A ameaça de fechamento do Estreito de Ormuz por parte do Irã é antiga, mas sua viabilidade operacional depende de capacidades técnicas específicas e do contexto geoestratégico vigente. Ainda que o bloqueio total do estreito seja improvável e arriscado, o Irã detém um conjunto de instrumentos militares e táticos que podem comprometer seriamente o tráfego marítimo e provocar efeitos significativos, ainda que de forma temporária ou localizada.

O estreito possui apenas 33 quilômetros de largura em seu ponto mais estreito, com corredores de navegação de apenas 3 km em cada sentido. Isso o torna altamente vulnerável a interferências, acidentes ou ações hostis. Segundo o International Institute for Strategic Studies (IISS), o Irã dispõe de um aparato de guerra naval assimétrica, com destaque para:

  • Minas marítimas de contato e detecção magnética (como a EM-52 de origem chinesa), capazes de danificar ou afundar grandes embarcações;
  • Submarinos de pequeno porte da classe Ghadir e três submarinos russos da classe Kilo, silenciosos e aptos à minagem clandestina;
  • Lanchas rápidas de ataque do Corpo da Guarda Revolucionária Islâmica (IRGC), armadas com mísseis leves e capazes de realizar ataques relâmpago a petroleiros;
  • Mísseis costeiros antinavio, com alcance suficiente para atingir embarcações em trânsito nos corredores principais;
  • Veículos aéreos não tripulados (drones) e aeronaves de reconhecimento, utilizados tanto para vigilância quanto para operações ofensivas pontuais.

Apesar desse arsenal, um bloqueio completo do estreito exigiria uma ação coordenada, veloz e de alta complexidade técnica, além de se sustentar sob o risco de uma retaliação militar avassaladora. Especialistas apontam que a colocação de minas exige tempo e discrição, e que qualquer movimento detectado pelas frotas norte-americanas ou aliadas seria rapidamente neutralizado.

Além disso, a remoção de minas em ambiente hostil é extremamente difícil e demorada. Durante a Guerra do Golfo de 1991, duas embarcações da Marinha dos EUA — o USS Tripoli e o USS Princeton — foram severamente danificadas por minas em circunstâncias similares. Desde então, os Estados Unidos mantêm capacidades significativas de guerra de minas e patrulhamento contínuo na região, especialmente por meio da sua Quinta Frota.

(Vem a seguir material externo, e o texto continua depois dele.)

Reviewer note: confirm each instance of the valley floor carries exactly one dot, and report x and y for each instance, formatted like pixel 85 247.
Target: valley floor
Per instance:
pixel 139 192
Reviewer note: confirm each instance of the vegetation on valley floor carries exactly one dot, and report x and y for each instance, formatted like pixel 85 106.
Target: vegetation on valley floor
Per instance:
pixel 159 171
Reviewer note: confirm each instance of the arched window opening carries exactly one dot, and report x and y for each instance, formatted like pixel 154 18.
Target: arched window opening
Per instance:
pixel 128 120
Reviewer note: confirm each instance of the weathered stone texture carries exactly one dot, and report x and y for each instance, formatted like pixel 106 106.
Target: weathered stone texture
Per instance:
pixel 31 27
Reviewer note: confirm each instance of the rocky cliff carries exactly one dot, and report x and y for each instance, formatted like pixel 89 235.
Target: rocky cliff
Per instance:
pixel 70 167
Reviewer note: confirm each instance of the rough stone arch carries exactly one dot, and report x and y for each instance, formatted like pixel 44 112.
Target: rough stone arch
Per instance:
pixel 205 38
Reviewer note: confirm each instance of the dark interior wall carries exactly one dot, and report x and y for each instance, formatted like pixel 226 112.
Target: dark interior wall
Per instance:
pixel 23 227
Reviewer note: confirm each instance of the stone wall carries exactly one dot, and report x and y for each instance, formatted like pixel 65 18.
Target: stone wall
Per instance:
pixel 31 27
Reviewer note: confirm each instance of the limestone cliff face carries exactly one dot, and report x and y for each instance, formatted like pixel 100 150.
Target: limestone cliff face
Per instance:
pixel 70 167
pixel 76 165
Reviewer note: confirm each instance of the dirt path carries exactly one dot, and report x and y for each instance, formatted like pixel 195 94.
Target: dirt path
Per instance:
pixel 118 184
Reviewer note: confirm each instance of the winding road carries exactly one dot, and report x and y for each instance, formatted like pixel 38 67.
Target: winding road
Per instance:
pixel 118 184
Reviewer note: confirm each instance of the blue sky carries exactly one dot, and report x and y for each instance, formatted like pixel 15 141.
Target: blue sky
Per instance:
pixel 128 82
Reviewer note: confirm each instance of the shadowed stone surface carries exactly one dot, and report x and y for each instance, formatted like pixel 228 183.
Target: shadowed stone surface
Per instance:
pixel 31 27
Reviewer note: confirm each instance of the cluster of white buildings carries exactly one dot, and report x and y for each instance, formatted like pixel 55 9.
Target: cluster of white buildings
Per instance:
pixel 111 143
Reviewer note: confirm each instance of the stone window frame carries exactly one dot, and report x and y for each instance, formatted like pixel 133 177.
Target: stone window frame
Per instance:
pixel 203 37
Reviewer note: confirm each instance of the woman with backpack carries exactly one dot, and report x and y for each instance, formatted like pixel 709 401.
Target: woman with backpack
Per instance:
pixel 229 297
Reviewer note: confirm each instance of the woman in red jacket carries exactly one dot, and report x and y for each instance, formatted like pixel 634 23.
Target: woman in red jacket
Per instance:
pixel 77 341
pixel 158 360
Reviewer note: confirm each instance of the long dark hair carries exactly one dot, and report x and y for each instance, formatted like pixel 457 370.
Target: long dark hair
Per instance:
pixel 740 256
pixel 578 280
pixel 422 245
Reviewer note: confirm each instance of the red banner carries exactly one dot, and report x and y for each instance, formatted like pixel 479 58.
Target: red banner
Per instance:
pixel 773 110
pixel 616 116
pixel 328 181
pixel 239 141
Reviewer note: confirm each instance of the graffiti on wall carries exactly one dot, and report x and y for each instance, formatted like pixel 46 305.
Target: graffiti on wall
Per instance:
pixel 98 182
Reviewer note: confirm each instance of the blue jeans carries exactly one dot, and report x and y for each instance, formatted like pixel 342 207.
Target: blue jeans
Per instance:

Nesse sentido, é mais provável que o Irã opte por estratégias de disrupção parcial e temporária, como o assédio pontual a embarcações comerciais ou militares, ataques a navios específicos ou ameaças veladas de minagem. Essa abordagem permite que o país aumente a tensão internacional, eleve os custos do seguro e do transporte marítimo e provoque aumento dos preços do petróleosem necessariamente escalar o conflito para um enfrentamento militar direto e de alto custo.

Há ainda a possibilidade de incidentes de falsa bandeira, sabotagens e obstruções jurídicas ou administrativas ao tráfego de navios — recursos que integram o repertório iraniano desde episódios como o sequestro de navios-tanque em 2019 e 2021. Essas ações são eficazes como instrumentos de pressão política e econômica, e dificultam a formação de consenso internacional para uma resposta armada coordenada.

No entanto, a execução de qualquer forma de bloqueio, mesmo parcial, carrega consigo o risco de perda de legitimidade internacional, danos severos à própria economia iraniana — altamente dependente das exportações via Ormuz — e a possibilidade concreta de transformar a dissuasão em um conflito de grande escala. Como apontou Andrew Bishop, analista da Signum Global Advisors, a “melhor estratégia iraniana seria apenas balançar o fluxo de petróleo o suficiente para gerar impacto, mas sem provocar uma resposta militar total”.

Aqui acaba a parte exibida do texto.